Но тут «Спартак» забил гол. И Веллитон, и другие спартаковцы стали танцевать у кромки поля танец радости. До чего же лихо они танцевали! Просто шик и треск! До неестественности бурно. Радость граничила с безумием. Они задирали футболки, приспускали шорты – в общем, страшное дело. Вся спартаковская трибуна тоже сходила с ума, а потом зажгла факелы, от которых пошёл такой дым, что поля не видно стало. Комментатор так и сказал:
– Поле видно плохо, дорогие друзья. Совсем почти, друзья дорогие, не видно поля. Невероятно трудно комментировать.
Потом спартаковцы подошли к трибуне болельщиков ЦСКА и стали показывать им носы. Вот так вот.
Нет, подумалось мне, всё-таки я лучше буду болеть за ЦСКА. Всё-таки и Акинфеева травмировали, и шорты игроки ЦСКА не приспускали.
Однако спустя минут двадцать ещё кое-что произошло. Ну, говоря честно, с точки зрения многих любителей футбола, может, ничего особенного и не случилось, но на меня то, что я увидел, почему-то подействовало.
Показали главного тренера ЦСКА. Он отлично видел, что его снимает телевидение, но это не помешало ему смачно высморкаться прямо перед камерой и прямо на ту красивую и отделанную чем-то, наверное, дорогим беговую дорожку, на которой он стоял. Это меня возмутило. Разве так можно?! Хоть бы платок достал! А то прямо на дорожку!
Нет, подумал я. Не буду болеть за ЦСКА. Буду болеть за «Спартак». У них хоть тренер чистоплотный…

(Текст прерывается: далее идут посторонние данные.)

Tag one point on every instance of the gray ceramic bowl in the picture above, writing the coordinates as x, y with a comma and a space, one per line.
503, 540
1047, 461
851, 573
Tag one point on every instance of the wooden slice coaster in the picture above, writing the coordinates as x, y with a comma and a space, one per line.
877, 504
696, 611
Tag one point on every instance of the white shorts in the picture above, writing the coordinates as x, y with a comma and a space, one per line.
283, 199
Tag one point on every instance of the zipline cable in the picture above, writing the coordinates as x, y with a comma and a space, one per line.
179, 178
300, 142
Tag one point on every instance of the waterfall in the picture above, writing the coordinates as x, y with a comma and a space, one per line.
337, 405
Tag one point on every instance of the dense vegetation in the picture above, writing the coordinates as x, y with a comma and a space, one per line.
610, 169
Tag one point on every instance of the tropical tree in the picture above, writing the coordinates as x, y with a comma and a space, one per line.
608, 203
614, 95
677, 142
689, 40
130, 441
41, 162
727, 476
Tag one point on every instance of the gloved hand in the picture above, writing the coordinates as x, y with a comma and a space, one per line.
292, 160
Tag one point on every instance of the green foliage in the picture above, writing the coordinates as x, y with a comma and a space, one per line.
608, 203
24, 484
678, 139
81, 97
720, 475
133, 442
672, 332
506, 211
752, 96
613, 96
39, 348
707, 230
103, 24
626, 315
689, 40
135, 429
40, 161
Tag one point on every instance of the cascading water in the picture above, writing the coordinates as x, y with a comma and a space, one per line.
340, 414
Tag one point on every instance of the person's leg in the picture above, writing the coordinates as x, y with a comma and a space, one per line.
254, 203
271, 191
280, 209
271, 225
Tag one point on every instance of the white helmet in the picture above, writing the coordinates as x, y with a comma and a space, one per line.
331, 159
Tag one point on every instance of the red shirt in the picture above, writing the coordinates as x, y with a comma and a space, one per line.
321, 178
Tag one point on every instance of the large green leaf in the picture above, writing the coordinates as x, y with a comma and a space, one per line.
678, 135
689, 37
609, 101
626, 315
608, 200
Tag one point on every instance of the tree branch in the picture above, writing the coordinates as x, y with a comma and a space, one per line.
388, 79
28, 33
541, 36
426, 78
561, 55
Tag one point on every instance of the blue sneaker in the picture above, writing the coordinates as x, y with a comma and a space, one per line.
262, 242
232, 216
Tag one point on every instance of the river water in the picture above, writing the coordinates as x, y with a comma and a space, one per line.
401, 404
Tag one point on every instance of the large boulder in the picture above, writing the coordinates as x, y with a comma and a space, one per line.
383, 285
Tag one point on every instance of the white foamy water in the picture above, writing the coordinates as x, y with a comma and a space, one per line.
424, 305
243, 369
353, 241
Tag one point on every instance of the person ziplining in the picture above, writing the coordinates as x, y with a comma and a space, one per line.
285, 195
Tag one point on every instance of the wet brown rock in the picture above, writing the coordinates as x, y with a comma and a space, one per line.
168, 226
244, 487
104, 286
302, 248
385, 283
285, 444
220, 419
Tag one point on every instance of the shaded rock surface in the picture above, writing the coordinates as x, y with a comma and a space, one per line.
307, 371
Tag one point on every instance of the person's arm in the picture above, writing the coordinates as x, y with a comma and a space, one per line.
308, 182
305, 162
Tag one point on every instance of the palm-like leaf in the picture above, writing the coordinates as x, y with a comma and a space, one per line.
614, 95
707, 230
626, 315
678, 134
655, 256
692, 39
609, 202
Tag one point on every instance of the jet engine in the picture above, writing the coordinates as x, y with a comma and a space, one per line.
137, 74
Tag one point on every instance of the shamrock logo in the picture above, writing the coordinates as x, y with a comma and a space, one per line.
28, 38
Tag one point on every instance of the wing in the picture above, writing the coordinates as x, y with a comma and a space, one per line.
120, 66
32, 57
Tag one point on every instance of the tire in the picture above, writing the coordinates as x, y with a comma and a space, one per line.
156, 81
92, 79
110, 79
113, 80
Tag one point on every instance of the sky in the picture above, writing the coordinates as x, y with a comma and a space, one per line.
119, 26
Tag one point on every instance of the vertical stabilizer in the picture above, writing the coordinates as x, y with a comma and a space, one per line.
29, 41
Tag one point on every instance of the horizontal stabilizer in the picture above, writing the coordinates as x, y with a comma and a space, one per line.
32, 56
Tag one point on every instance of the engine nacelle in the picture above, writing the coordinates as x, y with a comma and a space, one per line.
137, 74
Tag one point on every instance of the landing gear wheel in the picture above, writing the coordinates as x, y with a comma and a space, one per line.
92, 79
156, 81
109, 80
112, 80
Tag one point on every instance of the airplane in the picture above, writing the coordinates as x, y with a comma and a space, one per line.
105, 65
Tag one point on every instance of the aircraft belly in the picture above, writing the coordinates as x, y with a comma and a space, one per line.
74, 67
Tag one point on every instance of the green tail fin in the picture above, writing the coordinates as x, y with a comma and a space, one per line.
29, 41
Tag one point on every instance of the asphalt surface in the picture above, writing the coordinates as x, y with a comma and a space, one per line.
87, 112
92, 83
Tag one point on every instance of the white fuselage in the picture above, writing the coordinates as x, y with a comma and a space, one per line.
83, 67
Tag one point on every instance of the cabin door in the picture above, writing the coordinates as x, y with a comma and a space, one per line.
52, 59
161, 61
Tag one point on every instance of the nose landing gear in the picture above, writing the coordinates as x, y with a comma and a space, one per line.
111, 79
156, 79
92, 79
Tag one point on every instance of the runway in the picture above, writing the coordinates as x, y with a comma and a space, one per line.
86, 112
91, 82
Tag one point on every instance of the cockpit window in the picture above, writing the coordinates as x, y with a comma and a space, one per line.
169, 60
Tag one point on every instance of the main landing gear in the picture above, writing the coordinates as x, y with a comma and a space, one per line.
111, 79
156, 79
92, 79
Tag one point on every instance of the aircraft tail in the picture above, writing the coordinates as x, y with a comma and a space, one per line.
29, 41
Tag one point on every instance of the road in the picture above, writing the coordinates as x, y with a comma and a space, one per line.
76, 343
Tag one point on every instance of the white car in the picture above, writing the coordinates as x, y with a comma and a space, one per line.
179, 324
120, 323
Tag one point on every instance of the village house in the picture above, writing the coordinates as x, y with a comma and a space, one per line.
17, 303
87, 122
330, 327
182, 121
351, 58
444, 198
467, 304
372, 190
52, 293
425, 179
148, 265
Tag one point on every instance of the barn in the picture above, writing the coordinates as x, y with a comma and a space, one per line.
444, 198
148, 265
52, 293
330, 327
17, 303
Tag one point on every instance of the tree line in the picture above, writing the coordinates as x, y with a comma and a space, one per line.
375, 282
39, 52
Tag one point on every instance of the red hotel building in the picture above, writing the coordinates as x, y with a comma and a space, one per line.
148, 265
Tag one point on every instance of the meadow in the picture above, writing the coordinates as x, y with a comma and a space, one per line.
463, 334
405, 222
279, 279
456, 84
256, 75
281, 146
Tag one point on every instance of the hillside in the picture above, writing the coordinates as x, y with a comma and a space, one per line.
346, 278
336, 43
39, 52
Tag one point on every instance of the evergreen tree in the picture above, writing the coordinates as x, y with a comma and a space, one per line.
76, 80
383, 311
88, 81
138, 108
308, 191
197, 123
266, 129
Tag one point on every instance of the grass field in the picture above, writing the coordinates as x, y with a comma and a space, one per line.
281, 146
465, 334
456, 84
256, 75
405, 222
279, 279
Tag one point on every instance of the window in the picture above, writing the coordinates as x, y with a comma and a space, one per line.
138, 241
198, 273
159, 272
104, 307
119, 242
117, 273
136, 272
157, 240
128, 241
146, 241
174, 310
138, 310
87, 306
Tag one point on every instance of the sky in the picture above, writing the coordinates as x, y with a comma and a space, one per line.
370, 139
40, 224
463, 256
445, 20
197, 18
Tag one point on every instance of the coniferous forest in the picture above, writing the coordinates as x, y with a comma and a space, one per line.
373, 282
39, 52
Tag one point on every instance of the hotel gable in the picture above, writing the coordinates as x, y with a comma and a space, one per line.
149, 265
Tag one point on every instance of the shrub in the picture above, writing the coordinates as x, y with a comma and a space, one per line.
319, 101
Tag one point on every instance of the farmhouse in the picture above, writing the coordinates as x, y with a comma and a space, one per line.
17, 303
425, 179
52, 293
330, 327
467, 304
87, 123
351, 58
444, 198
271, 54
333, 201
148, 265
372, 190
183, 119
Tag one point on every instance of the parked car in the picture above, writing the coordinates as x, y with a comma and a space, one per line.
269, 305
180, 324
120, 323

Потом ЦСКА тоже забил гол. И игроки ЦСКА очень скромно праздновали свою удачу. Они не задирали майки, например. А спартаковские болельщики, видимо назло футболистам ЦСКА, стали ещё более активно жечь факелы и вдобавок кидать на поле рулоны туалетной бумаги.
– Ах, как это некрасиво, – сокрушался комментатор, – со стороны болельщиков «Спартака»! Очень некрасиво кидать на поле рулоны туалетной бумаги, друзья!
Ещё бы, соглашался я с комментатором! Нет, всё-таки за ЦСКА буду болеть. Их болельщики хоть туалетную бумагу на поле не кидают!
Но с другой-то стороны, Фёдор Черенков – такой хороший человек… А нападающий «Спартака» в начале матча, может, и не хотел вратарю ЦСКА травму наносить… Всё-таки за «Спартак»… Или за ЦСКА?
Потом ЦСКА забил ещё один гол, «Спартак» этот гол сразу же отыграл, и матч закончился со счётом 2:2.
Наконец-то, Господи! Спасибо, что спас. А-то я так и не разобрался бы, за кого мне болеть и радоваться в конце или огорчаться!
Как только матч закончился, мне позвонил Толя Луков из новых домов, которые недавно построили за трамвайной остановкой.
– Серый, ты за кого болел? – спрашивает.
А он, надо сказать, такой любитель футбола, что дальше некуда. Когда вырастет, хочет стать футболистом и даже занимается в спортивной школе «Смена».
– Толян, – говорю я ему честно, хотя понимаю, что это может повлечь за собой самые неожиданные последствия, – скажи мне на милость, чего они там все плюются, бросаются туалетной бумагой и снимают штаны? Это так в футболе принято?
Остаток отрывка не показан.